Incluso hoy en día, los perros de un hombre rico se alimentan de las delicias que sobran de su mesa, mientras que los hijos del pobre tienen que irse a dormir con el estómago vacío. Este contraste no es exagerado. Hay cientos de miles de padres que tienen que poner a sus hijos a dormir con el estómago vacío. Incluso si los más acomodados desearan remediar este estado de cosas, no les sería posible alcanzar el fin deseado a través del esfuerzo individual. Un hombre rico, por muy benevolente que sea, no puede saber si en una choza de una colina lejana, un niño pobre se está muriendo de hambre. ¿Cómo pueden saber los opulentos habitantes de la ciudad de las vicisitudes que tienen que padecer las poblaciones de las áreas remotas en dificultades? Es verdad que muchas veces falta la voluntad de querer ayudar, pero asumiendo que las clases más ricas estuvieran dispuestas, e incluso deseosas de ayudar, carecerían de los conocimientos y de los medios necesarios para erradicar la pobreza y la angustia del mundo. Si un hombre rico se siente mal, su médico le prescribe costosas medicinas patentadas; y si al paciente no le gusta el sabor u olor de alguna de ellas, él mismo u otro médico estaría dispuesto a recetarle otros medicamentos igualmente caros. Un hombre rico que sufre de un resfriado común puede gastar en medicamentos patentados lo que para un hombre pobre puede ser una fortuna. Pero cuando el hijo de una mujer pobre contrae una neumonía, puede que mendigue en vano un centavo para comprar las hierbas de la infusión que el médico rural le ha prescrito. La angustia que sufre el corazón de una madre por la enfermedad de su hijo es la misma, tanto si se trata del corazón de una mujer pobre o el de una mujer rica, pero la riqueza de la segunda le permite, con el mínimo esfuerzo, conseguir todos los recursos de la medicina y la farmacia, mientras que la penuria de la otra la obliga a presenciar los más severos sufrimientos de su hijo en la más abyecta miseria.
¿No sucede a menudo, a vuestro alrededor, que cuando las vidas de los pobres corren peligro, e incluso mueren, se es consciente de que con muy poco se les podría poner a salvo o fuera de peligro? La pobreza extrema que presenciáis a vuestro alrededor a menudo alcanza límites insoportables.
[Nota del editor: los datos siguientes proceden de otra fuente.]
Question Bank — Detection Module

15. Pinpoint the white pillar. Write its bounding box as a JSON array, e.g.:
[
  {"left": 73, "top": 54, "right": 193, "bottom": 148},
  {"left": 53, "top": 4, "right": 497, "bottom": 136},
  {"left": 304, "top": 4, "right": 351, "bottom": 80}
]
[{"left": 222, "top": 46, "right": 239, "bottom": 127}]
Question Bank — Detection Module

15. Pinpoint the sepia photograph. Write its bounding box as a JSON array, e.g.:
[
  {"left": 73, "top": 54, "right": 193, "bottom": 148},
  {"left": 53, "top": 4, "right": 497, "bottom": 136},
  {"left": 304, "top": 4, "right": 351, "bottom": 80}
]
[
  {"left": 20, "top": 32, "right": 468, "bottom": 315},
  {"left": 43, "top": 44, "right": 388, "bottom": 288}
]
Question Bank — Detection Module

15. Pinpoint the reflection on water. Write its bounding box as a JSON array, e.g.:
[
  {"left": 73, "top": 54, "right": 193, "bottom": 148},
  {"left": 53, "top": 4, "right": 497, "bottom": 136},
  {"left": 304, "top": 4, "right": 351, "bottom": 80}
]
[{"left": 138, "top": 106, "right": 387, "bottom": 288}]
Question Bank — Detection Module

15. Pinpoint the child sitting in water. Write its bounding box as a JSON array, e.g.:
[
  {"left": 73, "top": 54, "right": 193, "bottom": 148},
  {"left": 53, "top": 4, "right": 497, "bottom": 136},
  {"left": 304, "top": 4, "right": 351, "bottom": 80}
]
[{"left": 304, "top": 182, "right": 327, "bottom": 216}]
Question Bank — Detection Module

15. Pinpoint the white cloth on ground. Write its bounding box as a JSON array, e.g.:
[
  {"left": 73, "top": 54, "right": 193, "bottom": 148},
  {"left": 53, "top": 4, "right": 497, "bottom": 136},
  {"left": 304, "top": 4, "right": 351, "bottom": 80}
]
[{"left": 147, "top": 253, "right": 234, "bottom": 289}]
En una ocasión, una mujer pobre acudió a mí, y le llevó bastante tiempo expresar el objeto de su visita. Decía una y otra vez que había venido a mí con grandes esperanzas, y parecía tener mucho miedo de quedar decepcionada. Cuanto más trataba de tranquilizarla, más humildemente procedía a suplicarme. Imaginé que necesitaba dinero para la boda de algún hijo o hija, pero cuando por fin pude persuadirle para que me dijera lo que necesitaba, sólo quería ocho Annas [céntimos]. No puedo olvidar el impacto que experimenté en esa ocasión. ¡Cuánto tiempo había tardado en llegar a este punto, cuán humilde y vacilante se había mostrado para exponer su demanda, y que lastimosa era la demanda en sí! ¡Sólo ocho Annas! Es posible que pensara que nadie con medios suficientes estaba dispuesto a gastar siquiera ocho Annas en una pobre mujer. O tal vez imaginaba que había pocos que poseyeran o pudieran ahorrar para ella una moneda de ocho Annas. Fuera cual fuese el motivo de su temor y su vacilación, lo que este incidente revelaba era una miseria terrible y extrema. Si este sentimiento es compartido por todos los demás de su clase social, de que nadie está dispuesto a dar siquiera ocho Annas para aliviar a una pobre mujer en peligro, entonces no es de extrañar que los pobres odien a los ricos tan amargamente. Si los pobres, inmersos en la privación y en la miseria, imaginan que nadie tiene siquiera ocho Annas de sobra, y aquél que los tiene es un afortunado, ¿qué nos dice esto de la profundidad a la que han caído vastos sectores de la humanidad?